Absolutely true, but this does lead to a qualititve advantage for open standard / open source solutions where you externalise the costs of additional implementations.
> In general, which sounds like the nicer approach to take: "drop in solution" or "solution that affects all endpoints and needs to support all endpoints".
I don't think this is quite the right distinction, looking at the deployment issues middlesboxes have caused for TLS1.3 and QUIC... I think it might be better phrased as:
"do you want to deploy some static hardware which has to support all endpoint network protocols correctly and upgrade when new protocols come along or do you want to write/use the software for each endpoint you choose to use?"

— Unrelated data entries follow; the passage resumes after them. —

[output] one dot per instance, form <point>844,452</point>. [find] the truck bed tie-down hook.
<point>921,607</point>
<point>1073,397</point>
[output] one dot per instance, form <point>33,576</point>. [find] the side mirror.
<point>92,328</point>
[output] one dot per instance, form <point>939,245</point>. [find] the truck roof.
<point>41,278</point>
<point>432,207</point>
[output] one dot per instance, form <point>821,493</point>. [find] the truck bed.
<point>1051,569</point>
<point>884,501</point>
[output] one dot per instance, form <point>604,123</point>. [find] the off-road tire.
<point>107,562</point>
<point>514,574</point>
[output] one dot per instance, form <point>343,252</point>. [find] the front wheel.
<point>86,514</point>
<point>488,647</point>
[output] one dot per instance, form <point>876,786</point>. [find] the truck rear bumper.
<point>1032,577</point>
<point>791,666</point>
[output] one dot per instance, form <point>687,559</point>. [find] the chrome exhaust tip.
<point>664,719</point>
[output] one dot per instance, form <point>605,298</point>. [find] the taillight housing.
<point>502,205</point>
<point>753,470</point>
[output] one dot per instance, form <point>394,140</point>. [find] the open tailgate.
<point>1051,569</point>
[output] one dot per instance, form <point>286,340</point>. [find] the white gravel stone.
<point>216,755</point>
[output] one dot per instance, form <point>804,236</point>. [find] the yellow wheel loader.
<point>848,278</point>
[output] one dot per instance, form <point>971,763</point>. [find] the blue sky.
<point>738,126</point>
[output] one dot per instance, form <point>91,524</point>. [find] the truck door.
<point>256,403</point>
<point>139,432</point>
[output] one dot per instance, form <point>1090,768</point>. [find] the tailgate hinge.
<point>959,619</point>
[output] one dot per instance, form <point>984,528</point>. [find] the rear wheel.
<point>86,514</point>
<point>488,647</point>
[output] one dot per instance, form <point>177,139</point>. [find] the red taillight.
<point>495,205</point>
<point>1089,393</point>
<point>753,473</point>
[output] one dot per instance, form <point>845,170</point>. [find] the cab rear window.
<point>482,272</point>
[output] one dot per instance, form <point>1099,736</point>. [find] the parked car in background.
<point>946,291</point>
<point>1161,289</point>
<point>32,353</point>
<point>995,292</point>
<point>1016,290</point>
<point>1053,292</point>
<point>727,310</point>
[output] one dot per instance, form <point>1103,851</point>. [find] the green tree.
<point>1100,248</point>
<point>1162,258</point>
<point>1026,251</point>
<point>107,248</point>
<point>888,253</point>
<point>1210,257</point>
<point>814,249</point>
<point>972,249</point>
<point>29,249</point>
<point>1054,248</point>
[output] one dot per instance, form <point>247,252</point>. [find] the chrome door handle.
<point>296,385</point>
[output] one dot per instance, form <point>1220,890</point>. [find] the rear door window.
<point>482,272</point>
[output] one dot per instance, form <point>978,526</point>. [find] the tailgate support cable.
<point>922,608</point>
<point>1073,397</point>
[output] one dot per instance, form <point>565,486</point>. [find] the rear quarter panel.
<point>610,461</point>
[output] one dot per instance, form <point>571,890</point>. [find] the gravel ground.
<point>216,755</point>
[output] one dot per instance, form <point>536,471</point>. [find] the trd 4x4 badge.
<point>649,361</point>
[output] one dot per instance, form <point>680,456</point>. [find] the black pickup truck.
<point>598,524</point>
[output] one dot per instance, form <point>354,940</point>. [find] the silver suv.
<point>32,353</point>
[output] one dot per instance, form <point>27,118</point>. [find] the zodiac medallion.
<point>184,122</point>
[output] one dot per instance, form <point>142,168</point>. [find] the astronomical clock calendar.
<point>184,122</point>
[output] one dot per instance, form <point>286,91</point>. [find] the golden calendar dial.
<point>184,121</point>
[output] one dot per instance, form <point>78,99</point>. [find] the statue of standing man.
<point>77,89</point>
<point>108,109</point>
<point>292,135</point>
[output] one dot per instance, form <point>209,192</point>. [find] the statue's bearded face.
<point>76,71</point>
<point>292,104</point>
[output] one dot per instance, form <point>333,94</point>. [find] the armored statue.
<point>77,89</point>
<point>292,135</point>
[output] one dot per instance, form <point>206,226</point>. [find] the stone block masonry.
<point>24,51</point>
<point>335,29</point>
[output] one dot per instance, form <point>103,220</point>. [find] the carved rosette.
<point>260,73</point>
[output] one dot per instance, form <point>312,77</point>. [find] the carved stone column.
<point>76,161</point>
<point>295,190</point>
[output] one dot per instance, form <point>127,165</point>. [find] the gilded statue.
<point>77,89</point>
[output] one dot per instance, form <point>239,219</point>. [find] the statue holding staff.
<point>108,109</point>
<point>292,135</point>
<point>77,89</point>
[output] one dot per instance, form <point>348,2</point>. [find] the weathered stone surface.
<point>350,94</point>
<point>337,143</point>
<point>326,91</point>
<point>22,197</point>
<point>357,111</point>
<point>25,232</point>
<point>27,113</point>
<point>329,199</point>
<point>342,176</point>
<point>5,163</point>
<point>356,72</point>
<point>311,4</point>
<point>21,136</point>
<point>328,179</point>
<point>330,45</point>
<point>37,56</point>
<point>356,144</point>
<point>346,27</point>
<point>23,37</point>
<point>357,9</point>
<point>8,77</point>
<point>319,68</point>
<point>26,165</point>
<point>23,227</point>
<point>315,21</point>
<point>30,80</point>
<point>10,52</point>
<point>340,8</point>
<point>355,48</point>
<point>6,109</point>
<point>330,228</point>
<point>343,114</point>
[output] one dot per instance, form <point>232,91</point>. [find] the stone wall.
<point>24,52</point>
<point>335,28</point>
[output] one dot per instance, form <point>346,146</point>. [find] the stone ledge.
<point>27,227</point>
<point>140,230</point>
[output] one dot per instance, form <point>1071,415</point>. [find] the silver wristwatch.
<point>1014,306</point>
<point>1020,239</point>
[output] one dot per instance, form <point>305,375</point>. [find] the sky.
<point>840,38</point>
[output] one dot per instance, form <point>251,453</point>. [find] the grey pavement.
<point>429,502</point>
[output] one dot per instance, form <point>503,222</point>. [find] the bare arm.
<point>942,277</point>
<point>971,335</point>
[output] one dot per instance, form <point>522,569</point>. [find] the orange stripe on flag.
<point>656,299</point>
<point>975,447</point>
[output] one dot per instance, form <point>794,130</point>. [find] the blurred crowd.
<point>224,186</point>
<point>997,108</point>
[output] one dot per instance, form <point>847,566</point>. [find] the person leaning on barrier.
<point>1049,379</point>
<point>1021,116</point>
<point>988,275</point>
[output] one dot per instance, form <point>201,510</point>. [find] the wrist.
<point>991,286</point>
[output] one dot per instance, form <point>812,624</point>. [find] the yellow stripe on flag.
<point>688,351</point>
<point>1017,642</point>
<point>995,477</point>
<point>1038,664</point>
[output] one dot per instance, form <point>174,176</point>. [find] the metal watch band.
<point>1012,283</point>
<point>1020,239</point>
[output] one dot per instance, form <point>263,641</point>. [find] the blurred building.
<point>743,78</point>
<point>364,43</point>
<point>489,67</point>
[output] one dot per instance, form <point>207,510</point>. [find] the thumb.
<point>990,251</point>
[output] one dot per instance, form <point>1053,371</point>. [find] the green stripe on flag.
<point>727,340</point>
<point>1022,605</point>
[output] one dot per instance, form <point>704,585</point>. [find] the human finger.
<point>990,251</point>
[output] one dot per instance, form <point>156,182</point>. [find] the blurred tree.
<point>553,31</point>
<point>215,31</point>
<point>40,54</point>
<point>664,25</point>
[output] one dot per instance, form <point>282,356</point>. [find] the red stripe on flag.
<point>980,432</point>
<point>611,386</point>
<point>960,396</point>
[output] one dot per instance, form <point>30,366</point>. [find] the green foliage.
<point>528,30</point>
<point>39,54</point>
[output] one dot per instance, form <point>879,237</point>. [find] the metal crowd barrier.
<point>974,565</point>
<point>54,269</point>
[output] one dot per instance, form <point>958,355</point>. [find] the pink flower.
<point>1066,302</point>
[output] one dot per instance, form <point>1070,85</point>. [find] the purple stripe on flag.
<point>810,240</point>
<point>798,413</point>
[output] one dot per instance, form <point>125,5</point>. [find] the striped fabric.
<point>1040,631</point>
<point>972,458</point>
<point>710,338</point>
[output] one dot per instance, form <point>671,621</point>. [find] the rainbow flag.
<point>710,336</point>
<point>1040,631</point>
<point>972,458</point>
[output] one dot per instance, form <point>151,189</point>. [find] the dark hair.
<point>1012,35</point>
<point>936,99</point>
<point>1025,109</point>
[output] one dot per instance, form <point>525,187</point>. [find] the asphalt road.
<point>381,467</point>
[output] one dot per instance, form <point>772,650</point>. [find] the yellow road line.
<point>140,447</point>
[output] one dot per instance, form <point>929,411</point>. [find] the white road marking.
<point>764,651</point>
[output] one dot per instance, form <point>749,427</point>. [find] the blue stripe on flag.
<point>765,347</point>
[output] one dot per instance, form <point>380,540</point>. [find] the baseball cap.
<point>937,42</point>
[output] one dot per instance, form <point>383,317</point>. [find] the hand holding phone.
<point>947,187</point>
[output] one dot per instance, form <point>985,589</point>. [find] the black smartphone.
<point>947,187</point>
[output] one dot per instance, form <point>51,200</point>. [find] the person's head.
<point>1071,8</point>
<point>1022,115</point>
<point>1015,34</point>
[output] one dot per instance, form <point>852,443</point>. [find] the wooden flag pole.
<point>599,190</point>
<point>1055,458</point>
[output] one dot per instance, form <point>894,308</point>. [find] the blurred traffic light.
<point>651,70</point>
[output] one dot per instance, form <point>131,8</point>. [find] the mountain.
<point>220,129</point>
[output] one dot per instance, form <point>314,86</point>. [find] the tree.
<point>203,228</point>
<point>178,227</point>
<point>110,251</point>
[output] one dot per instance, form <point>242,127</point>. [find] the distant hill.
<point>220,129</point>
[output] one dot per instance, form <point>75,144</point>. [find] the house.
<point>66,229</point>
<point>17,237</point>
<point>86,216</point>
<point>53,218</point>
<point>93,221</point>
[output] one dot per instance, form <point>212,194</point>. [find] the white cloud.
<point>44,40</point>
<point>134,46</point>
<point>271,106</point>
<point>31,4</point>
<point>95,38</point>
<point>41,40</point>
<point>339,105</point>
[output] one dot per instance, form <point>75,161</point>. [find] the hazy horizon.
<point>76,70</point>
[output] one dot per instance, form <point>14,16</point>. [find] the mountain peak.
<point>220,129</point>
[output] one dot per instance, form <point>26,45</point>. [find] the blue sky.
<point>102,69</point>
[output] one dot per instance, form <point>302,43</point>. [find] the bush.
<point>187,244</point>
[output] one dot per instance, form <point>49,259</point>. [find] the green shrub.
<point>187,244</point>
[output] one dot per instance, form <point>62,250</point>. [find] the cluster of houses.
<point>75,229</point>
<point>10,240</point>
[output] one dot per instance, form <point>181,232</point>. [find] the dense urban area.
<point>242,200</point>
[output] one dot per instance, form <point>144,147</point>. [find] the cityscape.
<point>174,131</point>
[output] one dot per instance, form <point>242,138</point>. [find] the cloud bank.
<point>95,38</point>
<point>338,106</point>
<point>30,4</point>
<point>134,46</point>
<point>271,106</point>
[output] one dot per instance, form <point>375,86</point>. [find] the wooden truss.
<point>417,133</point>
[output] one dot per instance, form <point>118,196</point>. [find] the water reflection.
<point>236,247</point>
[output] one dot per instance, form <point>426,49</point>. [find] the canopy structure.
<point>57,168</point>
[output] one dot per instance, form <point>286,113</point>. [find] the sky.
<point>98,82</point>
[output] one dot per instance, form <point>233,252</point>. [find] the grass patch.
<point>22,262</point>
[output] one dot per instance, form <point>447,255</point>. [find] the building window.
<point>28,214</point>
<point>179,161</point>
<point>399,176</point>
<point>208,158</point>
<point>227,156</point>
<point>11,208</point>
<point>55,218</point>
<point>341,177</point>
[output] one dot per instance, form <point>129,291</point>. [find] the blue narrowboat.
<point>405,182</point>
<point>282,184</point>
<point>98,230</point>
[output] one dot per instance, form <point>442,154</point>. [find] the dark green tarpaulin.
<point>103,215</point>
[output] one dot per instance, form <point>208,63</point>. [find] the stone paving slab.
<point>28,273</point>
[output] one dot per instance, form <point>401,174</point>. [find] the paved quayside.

My point is that software is much cheaper and more flexible (in the long run) than hardware.
> The discussion is a lot more about 'Is PFS an acceptable loss for getting DPI' with a very large side discussion about whether DPI should even be possible.
I agree this is what most of the discussion is about, but I don't think its the real issue. Here are the NIST comments that were posted a few days ago:
https://csrc.nist.gov/CSRC/media/Publications/sp/800-52/rev-...
Check out the NSA's comments on page 21!
> With respect to TLS it seems better to deprecate all non-forward secure cipher suites, not just RSA key transport
This isn't just "we support PFS in TLS1.3", this is actually "please take non-PFS TLS1.2 modes away from people"!